Here it’s perfectly possible to take a shortcut and commit and push directly to the main branch. If you do this, steps 8-9 below are skipped.

  • When would you push directly to the main branch, and when would you send a pull/merge request?

Then push to your repository.

Step 8: Open a pull request (GitHub)/ merge request (GitLab)

Go back to the repository on GitHub or GitLab and open a pull/merge request. In a collaborative setting, you could request a code review from collaborators at this stage. Before accepting the pull/merge request, observe how GitHub Actions/ Gitlab CI automatically tested the code.

If you forgot to reference the issue number in the commit message, you can still add it to the pull/merge request: my pull/merge request title, closes #1.

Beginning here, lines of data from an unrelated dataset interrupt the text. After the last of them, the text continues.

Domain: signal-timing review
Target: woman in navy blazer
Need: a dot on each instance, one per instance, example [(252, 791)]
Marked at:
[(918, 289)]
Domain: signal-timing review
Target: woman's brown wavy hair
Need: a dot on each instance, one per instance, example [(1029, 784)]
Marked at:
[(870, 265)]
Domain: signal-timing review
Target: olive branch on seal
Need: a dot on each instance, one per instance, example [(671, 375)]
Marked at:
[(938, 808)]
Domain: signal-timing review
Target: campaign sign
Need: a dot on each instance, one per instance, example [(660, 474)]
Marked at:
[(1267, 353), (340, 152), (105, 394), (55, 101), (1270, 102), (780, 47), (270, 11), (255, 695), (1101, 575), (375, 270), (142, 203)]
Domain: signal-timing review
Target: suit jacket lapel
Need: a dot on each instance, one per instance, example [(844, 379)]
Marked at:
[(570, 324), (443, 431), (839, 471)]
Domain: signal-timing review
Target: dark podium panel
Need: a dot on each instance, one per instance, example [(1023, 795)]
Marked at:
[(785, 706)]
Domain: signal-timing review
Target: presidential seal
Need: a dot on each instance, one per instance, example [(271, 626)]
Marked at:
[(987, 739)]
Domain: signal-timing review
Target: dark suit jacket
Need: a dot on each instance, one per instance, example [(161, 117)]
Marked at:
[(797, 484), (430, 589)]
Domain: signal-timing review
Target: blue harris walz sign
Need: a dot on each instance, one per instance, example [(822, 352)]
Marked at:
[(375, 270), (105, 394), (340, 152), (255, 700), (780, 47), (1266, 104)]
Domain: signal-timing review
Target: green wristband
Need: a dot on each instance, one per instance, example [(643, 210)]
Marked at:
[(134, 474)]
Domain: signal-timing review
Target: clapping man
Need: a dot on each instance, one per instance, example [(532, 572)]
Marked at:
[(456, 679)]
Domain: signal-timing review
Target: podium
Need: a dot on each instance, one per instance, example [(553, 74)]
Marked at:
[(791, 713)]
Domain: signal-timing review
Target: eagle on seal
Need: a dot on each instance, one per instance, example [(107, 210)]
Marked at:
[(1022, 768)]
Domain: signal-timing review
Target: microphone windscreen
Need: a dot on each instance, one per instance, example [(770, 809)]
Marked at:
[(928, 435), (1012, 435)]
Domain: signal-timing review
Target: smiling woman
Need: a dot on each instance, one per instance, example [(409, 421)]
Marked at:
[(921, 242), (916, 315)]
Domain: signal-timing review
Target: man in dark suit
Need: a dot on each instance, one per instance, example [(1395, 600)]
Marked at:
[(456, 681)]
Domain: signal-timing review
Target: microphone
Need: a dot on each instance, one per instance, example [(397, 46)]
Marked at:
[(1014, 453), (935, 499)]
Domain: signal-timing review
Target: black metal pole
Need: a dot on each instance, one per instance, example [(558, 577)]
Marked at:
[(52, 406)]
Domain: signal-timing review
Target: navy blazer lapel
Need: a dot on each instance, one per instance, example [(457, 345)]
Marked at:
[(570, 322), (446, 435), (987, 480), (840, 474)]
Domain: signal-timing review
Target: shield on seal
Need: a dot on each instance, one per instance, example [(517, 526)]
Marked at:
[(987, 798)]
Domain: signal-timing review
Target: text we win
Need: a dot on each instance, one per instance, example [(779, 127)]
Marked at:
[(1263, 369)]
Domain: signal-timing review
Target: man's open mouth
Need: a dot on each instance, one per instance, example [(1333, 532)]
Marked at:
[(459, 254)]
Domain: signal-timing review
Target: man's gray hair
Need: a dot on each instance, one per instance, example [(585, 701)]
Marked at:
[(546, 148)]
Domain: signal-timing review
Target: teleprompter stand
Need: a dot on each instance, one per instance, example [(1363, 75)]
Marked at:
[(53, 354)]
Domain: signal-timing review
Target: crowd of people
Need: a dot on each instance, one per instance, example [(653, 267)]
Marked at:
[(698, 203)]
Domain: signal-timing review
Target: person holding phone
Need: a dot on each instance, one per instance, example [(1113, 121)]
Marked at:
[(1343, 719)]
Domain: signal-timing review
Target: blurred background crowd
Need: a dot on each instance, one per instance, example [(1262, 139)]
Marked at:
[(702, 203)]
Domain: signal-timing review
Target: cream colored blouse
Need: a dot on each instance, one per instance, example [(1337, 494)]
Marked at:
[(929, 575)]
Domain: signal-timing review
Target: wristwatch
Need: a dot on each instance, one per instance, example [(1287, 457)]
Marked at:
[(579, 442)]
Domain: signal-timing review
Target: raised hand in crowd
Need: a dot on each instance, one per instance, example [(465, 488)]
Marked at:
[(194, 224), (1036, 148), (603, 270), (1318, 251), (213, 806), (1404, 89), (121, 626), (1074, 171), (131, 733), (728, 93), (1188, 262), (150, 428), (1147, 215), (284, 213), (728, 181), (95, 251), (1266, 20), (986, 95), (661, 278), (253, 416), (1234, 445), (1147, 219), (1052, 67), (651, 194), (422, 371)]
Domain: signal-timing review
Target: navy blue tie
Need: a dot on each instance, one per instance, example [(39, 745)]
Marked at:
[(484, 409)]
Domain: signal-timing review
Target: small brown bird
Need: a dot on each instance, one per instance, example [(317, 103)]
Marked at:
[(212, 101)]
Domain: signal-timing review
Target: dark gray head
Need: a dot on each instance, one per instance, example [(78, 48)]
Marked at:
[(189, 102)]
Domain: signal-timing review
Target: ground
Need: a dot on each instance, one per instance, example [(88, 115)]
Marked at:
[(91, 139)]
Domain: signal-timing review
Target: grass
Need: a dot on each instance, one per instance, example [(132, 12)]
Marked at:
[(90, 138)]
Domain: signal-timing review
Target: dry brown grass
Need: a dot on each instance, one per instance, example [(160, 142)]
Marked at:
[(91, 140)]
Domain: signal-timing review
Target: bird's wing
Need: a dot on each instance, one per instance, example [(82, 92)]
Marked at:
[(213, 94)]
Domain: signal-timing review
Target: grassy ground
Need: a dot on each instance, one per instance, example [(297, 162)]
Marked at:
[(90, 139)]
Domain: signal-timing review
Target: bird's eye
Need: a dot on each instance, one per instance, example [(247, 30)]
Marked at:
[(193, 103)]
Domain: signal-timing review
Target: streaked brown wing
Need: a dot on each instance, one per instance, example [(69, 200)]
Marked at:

Step 9: Accept the pull/merge request

Observe how accepting the pull/merge request automatically closes the issue (provided the commit message or the pull/merge request contained the correct issue number).

See also:

Discuss whether this is a useful feature. And if it is, why do you think is it useful?

Step 10: Increase your code coverage

We are currently missing several functions in our tests. Write a test for the multiply function in a new branch and create a pull request. On python you can directly observe the increase in code coverage. On R you can have a look at the action (Actions -> last run of your action -> Select a job -> Test coverage). If you compare this with the previous run, you should see an increase once the update is in.

Step 11 (optional): Repeat steps 5-9 for the convert_fahrenheit_to_celsius function:

Repetition helps learning, so let’s do the testing again for our convert_fahrenheit_to_celsius function. Uncomment the test for the convert_fahrenheit_to_celsius function and repeat steps 5 to 9 fixing the bug this test exposes.

Discussion

Finally, we discuss together about our experiences with this exercise.


Where to go from here

  • This example was using Python but you can achieve the same automation for R or Fortran or C/C++ or other languages

  • This workflow is very useful for collaborators who work on the same code and it works both for centralized and forking workflows - have a look at this alternative exercise to see how that works.

  • GitHub Actions has a Marketpace which offer wide range of automatic workflows

  • On GitLab use GitLab CI

  • For Windows builds you can also use Appveyor

Keypoints

  • When fixing bugs or other problems reported in issues, use the issue autoclosing mechanism when you send the pull/merge request.